In Fast Exact Multiplication by the Hessian equation 1,
$O(\left\Vert\Delta w\right\Vert^2)$ gets taken from RHS to LHS and $\Delta w$ is substituted as $rv$ where r is small scalar and v is a vector. I understand that $O(\left\Vert rv\right\Vert^2) = O(r^2\left\Vert v\right\Vert^2)$. But what I don't get is how did the sign of $O$ not become negative when it was taken to LHS. And why did $\left\Vert v\right\Vert^2 $ disappear form $O$. Is it because as $r$ is tiny it will govern the $O$ term and $\left\Vert v\right\Vert^2$ won't matter?
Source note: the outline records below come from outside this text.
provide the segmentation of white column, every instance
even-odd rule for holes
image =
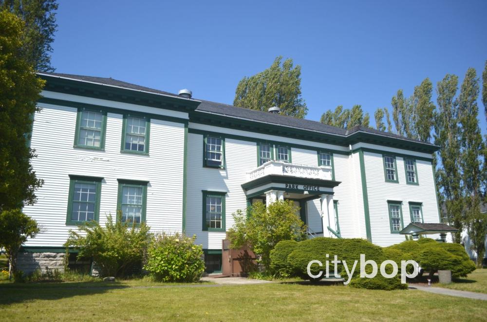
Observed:
[[[330,225],[327,195],[321,195],[319,197],[321,205],[320,215],[321,220],[323,222],[323,235],[324,237],[330,237],[330,232],[328,231],[328,229],[327,228]]]
[[[335,208],[333,206],[333,195],[326,195],[326,205],[328,210],[328,222],[330,223],[330,227],[332,229],[337,231],[337,225],[335,219]],[[326,230],[328,230],[327,229]],[[336,237],[334,234],[329,232],[330,237]]]
[[[277,191],[276,190],[269,190],[265,193],[265,206],[269,207],[269,205],[272,203],[277,199]]]

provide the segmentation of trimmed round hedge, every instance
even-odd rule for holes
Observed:
[[[287,256],[297,247],[298,242],[295,240],[282,240],[278,243],[271,250],[271,269],[281,275],[289,274],[291,268],[287,262]]]

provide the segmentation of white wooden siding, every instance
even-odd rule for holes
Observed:
[[[181,231],[184,125],[152,120],[149,155],[120,152],[122,116],[108,113],[105,151],[73,147],[76,108],[39,104],[31,146],[38,156],[32,165],[44,185],[36,193],[37,202],[24,208],[44,231],[26,246],[61,246],[70,229],[66,225],[70,179],[68,175],[101,177],[100,221],[115,215],[117,179],[145,180],[147,188],[146,219],[153,232]]]
[[[372,242],[385,246],[404,241],[404,235],[391,233],[387,200],[402,201],[404,227],[411,222],[409,202],[422,202],[425,222],[439,221],[431,162],[416,161],[419,185],[407,184],[402,158],[396,157],[399,183],[386,182],[382,155],[364,152]],[[434,236],[430,236],[435,237]]]

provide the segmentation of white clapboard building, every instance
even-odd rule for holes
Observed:
[[[22,248],[26,271],[62,267],[68,231],[117,210],[152,232],[195,234],[210,272],[221,265],[232,214],[255,202],[292,200],[310,238],[381,246],[405,240],[399,232],[412,222],[440,221],[433,144],[194,99],[187,90],[39,75],[47,83],[30,144],[44,185],[23,211],[43,231]]]

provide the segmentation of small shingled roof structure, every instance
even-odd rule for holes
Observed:
[[[455,233],[458,230],[446,224],[440,223],[424,223],[412,222],[404,229],[399,232],[399,233],[403,235],[420,235],[424,233]]]

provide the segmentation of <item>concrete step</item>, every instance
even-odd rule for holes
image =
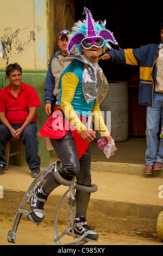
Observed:
[[[96,231],[155,235],[158,216],[163,211],[159,190],[161,186],[163,187],[162,174],[145,176],[139,165],[134,164],[133,168],[128,164],[106,163],[92,163],[92,183],[97,185],[98,190],[91,194],[87,216],[89,224]],[[14,220],[33,181],[27,166],[9,166],[5,174],[0,175],[0,185],[3,188],[1,215],[8,211]],[[49,196],[45,209],[46,221],[53,222],[56,206],[67,189],[60,186]],[[61,223],[66,223],[67,210],[65,200],[60,214]],[[11,228],[12,224],[11,222]]]

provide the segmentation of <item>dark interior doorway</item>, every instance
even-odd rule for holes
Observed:
[[[94,20],[106,20],[106,28],[113,32],[121,48],[139,48],[160,41],[160,25],[163,22],[163,1],[103,0],[97,4],[93,0],[75,0],[76,21],[85,19],[84,7]],[[115,45],[111,45],[115,49]],[[129,136],[146,136],[146,106],[138,102],[139,68],[101,60],[108,81],[129,82]]]

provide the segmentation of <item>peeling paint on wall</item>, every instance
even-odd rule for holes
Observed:
[[[32,41],[35,41],[34,32],[29,31],[27,28],[17,28],[12,32],[10,27],[7,28],[1,40],[3,58],[6,59],[8,65],[10,57],[15,56],[17,58],[29,49]]]
[[[35,9],[36,13],[38,15],[39,19],[41,18],[41,14],[42,13],[45,1],[45,0],[36,0],[35,2]]]
[[[41,36],[40,37],[39,40],[37,48],[36,49],[36,53],[39,59],[40,64],[41,65],[45,57],[47,54],[46,46],[45,45]]]

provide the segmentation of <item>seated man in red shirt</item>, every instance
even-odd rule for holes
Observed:
[[[35,178],[40,172],[36,112],[41,104],[35,89],[22,82],[22,68],[17,63],[9,64],[5,72],[10,84],[0,91],[0,174],[5,173],[7,164],[6,141],[21,137],[32,176]]]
$O(f(x))$ refers to a quantity that's bounded (in the limit) by some multiple of $f(x)$; it properly (IMHO) represents a set. That is, to say that $g(x)\in O(f(x))$ means that there's some constant C such that for all sufficiently large (or sufficiently small, depending on the direction of the limit) $x$, $|g(x)|\lt C|f(x)|$. But this means in particular that $O()$ is 'sign-agnostic'; if $g(x)\in O(f(x))$, then $cg(x)\in O(f(x))$ for all constants $c$, positive or negative. This same fact is also what 'removes' the dependency on $\left\Vert v\right\Vert^2$; because the limit that's implicit in $O()$ is being taken with respect to $r$ and $v$ doesn't depend on $r$, the quantity $\left\Vert v\right\Vert^2$ is 'constant' and can be absorbed into the constant in $O()$.